For each commit, change notifications are sent to the appropriate pub/sub topic as a Change inside a signed Event message. Each Change contains an encrypted object, which is either a chunk of a commit, or a chunk of a file that a commit references. In case of the first chunk of a commit, it also contains the encryption key for the commit object, encrypted with a key derived from the branch public key & secret, and the publisher's public key. Brokers cannot decrypt this object, only subscribers, who need to look up the branch secret and the publisher's public key matching the publisher hash in the branch definition.

The Event is signed by the topic's private key, and contains a publisher hash that is a BLAKE3 keyed hash over the commit author's public key, the publisher's event sequence number used as encryption nonce and to detect missed events.
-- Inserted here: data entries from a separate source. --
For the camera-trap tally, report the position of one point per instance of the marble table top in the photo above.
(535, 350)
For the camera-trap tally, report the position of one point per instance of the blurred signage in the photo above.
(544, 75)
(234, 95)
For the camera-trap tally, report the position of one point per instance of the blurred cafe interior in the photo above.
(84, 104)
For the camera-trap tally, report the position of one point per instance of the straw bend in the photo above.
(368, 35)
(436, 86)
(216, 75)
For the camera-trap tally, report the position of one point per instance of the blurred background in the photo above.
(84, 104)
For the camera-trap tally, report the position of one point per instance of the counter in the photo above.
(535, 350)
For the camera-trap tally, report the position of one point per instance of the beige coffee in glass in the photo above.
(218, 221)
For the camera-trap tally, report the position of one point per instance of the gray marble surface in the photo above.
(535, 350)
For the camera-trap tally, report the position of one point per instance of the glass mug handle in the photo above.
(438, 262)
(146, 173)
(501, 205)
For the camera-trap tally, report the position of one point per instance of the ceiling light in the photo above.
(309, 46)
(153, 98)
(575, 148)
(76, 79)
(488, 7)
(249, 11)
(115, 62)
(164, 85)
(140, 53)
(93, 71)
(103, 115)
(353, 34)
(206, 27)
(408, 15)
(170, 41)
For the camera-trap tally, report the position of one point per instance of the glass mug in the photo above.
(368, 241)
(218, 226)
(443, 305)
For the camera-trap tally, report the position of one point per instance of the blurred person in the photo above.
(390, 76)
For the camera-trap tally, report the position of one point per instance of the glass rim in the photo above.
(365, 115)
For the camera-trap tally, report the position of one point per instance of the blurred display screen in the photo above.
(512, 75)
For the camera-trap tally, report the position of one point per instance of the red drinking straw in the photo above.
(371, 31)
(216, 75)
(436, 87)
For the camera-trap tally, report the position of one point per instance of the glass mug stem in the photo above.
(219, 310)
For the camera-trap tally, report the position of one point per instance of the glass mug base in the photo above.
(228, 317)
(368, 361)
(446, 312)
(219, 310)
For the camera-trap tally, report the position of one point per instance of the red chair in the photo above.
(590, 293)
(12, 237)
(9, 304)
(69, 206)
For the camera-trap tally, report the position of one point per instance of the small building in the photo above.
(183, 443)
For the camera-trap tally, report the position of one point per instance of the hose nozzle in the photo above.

A pub/sub broker when subscribing to a topic first issues a BranchHeadsReq request to its upstream peers in the topic, then uses the synchronization protocol to synchronize the DAG for the branch based on the object IDs of the heads. Pub/sub brokers store and forward events for their subscribers, and recover missing events when they notice a missing sequence number via an EventReq request sent to upstream peers in the pub/sub topic.

We use a pub/sub subscription and event routing protocol inspired by LoCaPS [9]. Here follows a description of the base protocol without optimizations for subscription coverage and interest clustering that we leave for future work.

Publishers flood topic advertisements (TopicAdvert) to the network creating subscription routing table entries. A subscription request is forwarded from a subscriber to all publishers along subscription routing table entries, and creates an event routing table entry at each broker on the path. In response, each publisher sends an acknowledgement (SubAck) to all subscribers in an Event.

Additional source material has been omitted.